There are things I wish to experience again that would bring me all the way back home once more and I hope to do that soon. One in particular is to go out on a cold winter night when all is silent, the light from an old string of large multi-colored Christmas lights strung across the eave of the house reflecting off the snow, the smell of the coal furnace wafting up towards the heavens and to tilt my head back and see the black velvet sky scattered with billions of billions of stars. It would remind me of Christmas at Grandma's and the heavens like I have never seen since full of diamonds and milky paths strung out across the sky reminding me that when Grandpa married Grandma my family and I were born, all connected, all rich not in wealth or fame, but in love of each other and love of nature, to live simply but beautifully, carrying forever in our minds, our senses, and our hearts the value of living.
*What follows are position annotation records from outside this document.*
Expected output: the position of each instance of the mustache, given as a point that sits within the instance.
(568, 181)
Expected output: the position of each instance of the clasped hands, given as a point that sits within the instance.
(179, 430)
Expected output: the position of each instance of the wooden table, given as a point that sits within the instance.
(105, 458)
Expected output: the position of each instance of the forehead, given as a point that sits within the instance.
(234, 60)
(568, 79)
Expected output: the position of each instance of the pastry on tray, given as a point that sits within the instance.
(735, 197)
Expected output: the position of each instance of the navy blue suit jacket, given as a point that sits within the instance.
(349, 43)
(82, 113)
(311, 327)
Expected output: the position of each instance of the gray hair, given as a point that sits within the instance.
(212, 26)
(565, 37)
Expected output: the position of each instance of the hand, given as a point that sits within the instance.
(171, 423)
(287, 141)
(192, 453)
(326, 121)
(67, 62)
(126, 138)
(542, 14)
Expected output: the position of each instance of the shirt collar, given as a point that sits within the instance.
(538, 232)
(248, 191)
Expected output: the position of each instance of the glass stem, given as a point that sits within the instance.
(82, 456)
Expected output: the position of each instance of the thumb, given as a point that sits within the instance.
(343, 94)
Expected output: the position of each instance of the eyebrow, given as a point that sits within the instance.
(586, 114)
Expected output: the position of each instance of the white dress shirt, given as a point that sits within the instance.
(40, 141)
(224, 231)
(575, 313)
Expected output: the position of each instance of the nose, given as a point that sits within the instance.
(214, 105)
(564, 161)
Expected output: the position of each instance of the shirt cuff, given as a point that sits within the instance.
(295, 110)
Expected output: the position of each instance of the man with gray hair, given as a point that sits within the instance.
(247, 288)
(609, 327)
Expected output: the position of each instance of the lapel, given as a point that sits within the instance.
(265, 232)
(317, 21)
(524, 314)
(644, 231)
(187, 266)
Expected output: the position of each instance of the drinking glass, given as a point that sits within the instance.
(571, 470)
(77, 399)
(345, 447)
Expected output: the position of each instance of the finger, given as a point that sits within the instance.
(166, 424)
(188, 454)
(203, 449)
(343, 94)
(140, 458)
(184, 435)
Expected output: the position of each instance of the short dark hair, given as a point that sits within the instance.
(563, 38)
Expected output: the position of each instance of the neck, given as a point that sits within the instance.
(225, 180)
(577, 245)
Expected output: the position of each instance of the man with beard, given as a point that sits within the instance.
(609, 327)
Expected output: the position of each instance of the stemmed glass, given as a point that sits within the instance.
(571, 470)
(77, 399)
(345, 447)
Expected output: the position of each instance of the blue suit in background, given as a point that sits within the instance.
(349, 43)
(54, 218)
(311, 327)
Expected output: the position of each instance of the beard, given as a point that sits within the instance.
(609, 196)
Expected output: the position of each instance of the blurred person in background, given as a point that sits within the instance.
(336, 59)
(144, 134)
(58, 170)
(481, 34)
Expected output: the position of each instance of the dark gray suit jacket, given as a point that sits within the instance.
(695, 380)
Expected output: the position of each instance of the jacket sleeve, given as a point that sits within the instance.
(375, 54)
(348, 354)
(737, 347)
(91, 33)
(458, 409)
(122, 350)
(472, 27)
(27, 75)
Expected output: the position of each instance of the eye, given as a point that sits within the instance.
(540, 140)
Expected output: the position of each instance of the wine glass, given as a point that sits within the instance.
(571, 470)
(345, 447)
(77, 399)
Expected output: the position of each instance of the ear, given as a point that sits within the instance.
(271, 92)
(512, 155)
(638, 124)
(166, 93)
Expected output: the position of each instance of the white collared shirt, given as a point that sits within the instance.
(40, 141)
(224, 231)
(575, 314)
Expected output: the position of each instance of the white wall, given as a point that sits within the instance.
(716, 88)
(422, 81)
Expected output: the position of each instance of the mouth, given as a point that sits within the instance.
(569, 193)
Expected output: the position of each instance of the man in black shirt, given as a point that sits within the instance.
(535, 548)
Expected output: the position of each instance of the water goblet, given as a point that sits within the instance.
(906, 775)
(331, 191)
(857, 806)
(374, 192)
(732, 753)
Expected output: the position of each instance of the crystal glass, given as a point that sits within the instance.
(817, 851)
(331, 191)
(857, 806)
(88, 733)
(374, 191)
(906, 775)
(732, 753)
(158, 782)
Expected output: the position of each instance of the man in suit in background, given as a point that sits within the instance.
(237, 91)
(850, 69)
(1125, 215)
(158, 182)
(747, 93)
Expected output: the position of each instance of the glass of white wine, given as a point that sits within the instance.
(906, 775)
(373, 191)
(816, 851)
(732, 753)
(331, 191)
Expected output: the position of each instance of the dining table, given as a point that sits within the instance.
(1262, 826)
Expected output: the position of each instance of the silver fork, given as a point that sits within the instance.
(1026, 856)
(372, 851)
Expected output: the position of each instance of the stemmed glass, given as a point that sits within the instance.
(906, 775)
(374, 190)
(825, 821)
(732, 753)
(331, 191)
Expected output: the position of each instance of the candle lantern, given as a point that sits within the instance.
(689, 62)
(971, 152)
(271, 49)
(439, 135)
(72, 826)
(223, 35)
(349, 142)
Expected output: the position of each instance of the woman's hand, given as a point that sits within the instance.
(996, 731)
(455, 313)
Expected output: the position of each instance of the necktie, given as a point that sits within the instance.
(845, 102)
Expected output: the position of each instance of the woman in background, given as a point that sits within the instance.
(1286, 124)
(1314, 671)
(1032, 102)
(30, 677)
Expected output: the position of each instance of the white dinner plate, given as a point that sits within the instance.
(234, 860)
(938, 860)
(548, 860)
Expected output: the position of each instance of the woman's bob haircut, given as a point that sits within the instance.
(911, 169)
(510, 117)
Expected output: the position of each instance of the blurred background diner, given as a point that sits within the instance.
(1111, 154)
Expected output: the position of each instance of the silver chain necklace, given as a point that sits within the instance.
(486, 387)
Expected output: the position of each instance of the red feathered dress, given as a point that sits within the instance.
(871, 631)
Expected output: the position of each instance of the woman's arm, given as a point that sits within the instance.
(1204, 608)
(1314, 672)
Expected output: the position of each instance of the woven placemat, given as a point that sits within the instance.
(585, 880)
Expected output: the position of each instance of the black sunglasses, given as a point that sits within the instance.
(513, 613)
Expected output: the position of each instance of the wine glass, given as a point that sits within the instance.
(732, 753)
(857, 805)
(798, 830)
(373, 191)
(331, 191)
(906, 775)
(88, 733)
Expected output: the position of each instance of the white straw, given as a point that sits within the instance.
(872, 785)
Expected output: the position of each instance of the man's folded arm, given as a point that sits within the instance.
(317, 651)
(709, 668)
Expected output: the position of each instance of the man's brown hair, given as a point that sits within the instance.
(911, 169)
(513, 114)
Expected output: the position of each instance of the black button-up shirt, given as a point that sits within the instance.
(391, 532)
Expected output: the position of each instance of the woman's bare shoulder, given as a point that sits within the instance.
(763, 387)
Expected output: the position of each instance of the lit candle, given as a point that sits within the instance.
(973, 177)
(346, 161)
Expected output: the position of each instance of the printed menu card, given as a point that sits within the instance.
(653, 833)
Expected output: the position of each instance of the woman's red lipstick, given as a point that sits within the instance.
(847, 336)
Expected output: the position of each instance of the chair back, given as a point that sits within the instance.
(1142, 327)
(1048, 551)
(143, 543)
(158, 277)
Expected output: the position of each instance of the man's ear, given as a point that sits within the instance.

Grandma would often say to me, "I don't know why you kids all like coming here so much. We don't have anything to offer you and we have always been so poor." I would always respond with the same answer along with a hug and kiss, "Because of you Grandma and because of the love you have to give. You have twenty two Grandchildren but you treat each of us as if we were your only one." Papaw passed away in October of 1985. I took it rather hard as I was named after him. As I stood by his bed while the family had one last meeting with his doctor, he and I shared the best conversation we ever had. Grandma passed away in such a tender way that not a Christmas goes by that I don't think of her and cry. She loved Christmas and remembering her childhood memories. She and I would talk every weekend on the phone and she would tell me about them. It was early December and Grandma was in the hospital, finally in a coma. Her children were gathered around her bed and the neighbor lady from across the old highway came in with her ukelele, led the kids in singing You Are My Sunshine, then in a couple Christmas Carols. The last one they sang was Silent Night and when the last few words of the first verse were sung, "Sleep in heavenly peace", Grandma slipped away to join the Angels in celebrating Christmas with those memories of people she loved so much.
Breathe in your life and never exhale. Take in all that you see, smell, feel. Touch even though it may not feel natural, love fully, always express your heart. One day, your Grandpa will marry your Grandma and you will be born.